The Elements of Style

When a magician fans out his deck of cards face down and asks an audience member to pick a card, any card, he’s not actually allowing her to do so. Through a sequence of carefully-worded prompts, the magician guides her to the card she will ultimately select. If she selects a card the magician expects, the trick is a success and everybody is delighted. If not—and the magician gets flustered—the situation becomes awkward.

The properties of a voice user interface (VUI) are similar in that its success hinges on its ability to guide the caller step by step into eliciting responses that will enable the system to help solve a problem.

While there’s certainly consensus on such a fundamental principle, the conflict emerges at the skeletal level of VUI design, which is comprised of three components that should work in sync with one another. First are the grammars, which encompass all the possible things an end user might say. Second are the prompts, which the system says to provoke a caller response. Third is dialogue flow, which is the way the entire structure is organized.

Grammatical Corrections
"I hate your stupid VUIs!" the end user screams as she hurls her iPhone at her VUI designer husband’s head. "They never understand what I say!" To save the marriage, the husband stuffs more grammars into his next VUI design, thus allowing the system to comprehend a greater variety of end-user responses. Where a menu option allows end users to check account balances, the embattled designer simply adapts the system to also accept account balance, balances, balance, account, and alimony. The problem with this idea, however, is simply statistical. The more items added to a grammar, the easier it is for recognition to go wrong by getting confused for some other homophonic option.

Susan Hura, founder of SpeechUsability and a boardmember of the Applied Voice Input/Output Society (AVIOS), defines the programming
of grammars as a balancing act between adding enough that the system recognizes common phrases, but not so much that recognition as a whole decreases. And, according to Melanie Polkosky, a human factors psychologist specializing in VUI design, grammar creation overcomplicates when the people at the helm become weary of errors. Yet a good design should have a good error recovery system.

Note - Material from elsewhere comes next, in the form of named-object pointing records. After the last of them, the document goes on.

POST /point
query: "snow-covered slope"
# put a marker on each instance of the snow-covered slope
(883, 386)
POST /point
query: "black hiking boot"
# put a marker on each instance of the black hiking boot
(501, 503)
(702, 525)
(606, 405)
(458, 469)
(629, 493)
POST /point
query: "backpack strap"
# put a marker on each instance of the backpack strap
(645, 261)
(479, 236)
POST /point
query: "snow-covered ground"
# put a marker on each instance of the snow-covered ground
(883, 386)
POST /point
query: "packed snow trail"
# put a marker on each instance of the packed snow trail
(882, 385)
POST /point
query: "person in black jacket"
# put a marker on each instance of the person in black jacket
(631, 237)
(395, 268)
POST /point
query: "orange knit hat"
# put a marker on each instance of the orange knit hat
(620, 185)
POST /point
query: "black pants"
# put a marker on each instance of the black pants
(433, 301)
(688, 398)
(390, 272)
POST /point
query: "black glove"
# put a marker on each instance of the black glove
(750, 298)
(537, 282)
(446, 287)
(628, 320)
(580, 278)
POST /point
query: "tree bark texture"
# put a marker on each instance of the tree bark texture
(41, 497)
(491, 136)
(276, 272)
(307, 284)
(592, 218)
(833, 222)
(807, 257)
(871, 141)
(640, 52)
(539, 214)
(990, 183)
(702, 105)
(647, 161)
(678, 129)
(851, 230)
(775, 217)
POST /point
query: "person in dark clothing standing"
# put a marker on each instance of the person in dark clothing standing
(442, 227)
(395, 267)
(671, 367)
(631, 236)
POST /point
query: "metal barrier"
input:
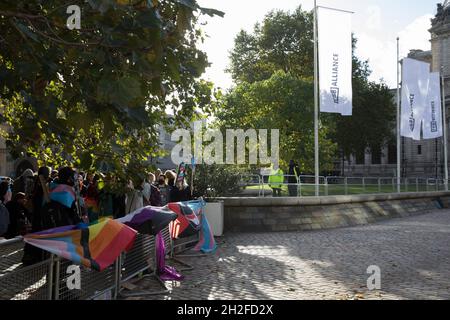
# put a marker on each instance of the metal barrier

Dave Pelland, director of the Intervoice Design Collaborative, cites an example in which two people with similar names are listed in the directory of the same company, making ambiguity inevitable. In such a case, the designer can add dialogue to distinguish between the two:
End user: Call Tim Knight.
IVR: Was that Kim Knight?
End user: No.
IVR: Then how about Tim Knight?
End User: Yes.
IVR: Dialing…

Because IVRs don’t have a human set of comprehensive skills, designers must find ways to limit what users say. When the IVR asks whether the desired contact is Kim Knight, it’s already limiting the end user’s response. According to Pelland, before a speech application goes out, the designers collect utterances to see what people might say during each point in the dialogue. Most grammars contain between 10 to 20 phrases.

Juan Gilbert, an associate professor in the Computer Science and Software Engineering Department at Auburn University who teaches a class on VUI design, emphasizes the importance of this tuning cycle. "A grammar is a living thing," he says. "You don’t design a grammar and then deploy it and then it’s done. Some unpredictable response might end up being common."

If a pattern of vocabulary recognition errors emerges in which a segment of the population misinterprets a prompt and responds in an unrecognizable way, it’s time to hone the system. Sometimes that means simply adding more grammars.

Communicating in a Marriage
That brings up the familiar issue of bloating a system. For grammars to function at their unambiguous best, they need to be closely linked with the prompts. Designers coming from software backgrounds tend to segregate the two, developing grammars independently, as if they were strings of code. This is the wrong mentality, according to Gilbert.

"Your prompt and your grammars have to be tightly coupled, like a husband and wife pair," he says. "Think of them as a team, as a partnership." And a good partnership between prompt and grammar constrains what people say to something predictable, something that can be programmed into the system’s expectations.

Anyone who has discovered lost pieces of their children’s Lego sets by stepping on them knows that the bricks consist of different shapes and sizes, some more painful than others. Each piece has a specific function. The part shaped like a wing, despite its astonishing efficiency at lacerating a foot, would be superfluous adorning a Lego car. Likewise, it’s important that the spoken components of a VUI come together in a certain way. "All conversations with VUIs are made out of building blocks, which you see over and over again," says Robby Kilgore, creative director of professional services at Nuance Communications. "We all have the same toolbox of so many kinds of building blocks. How you use those and how you fit them together is the finesse-y part."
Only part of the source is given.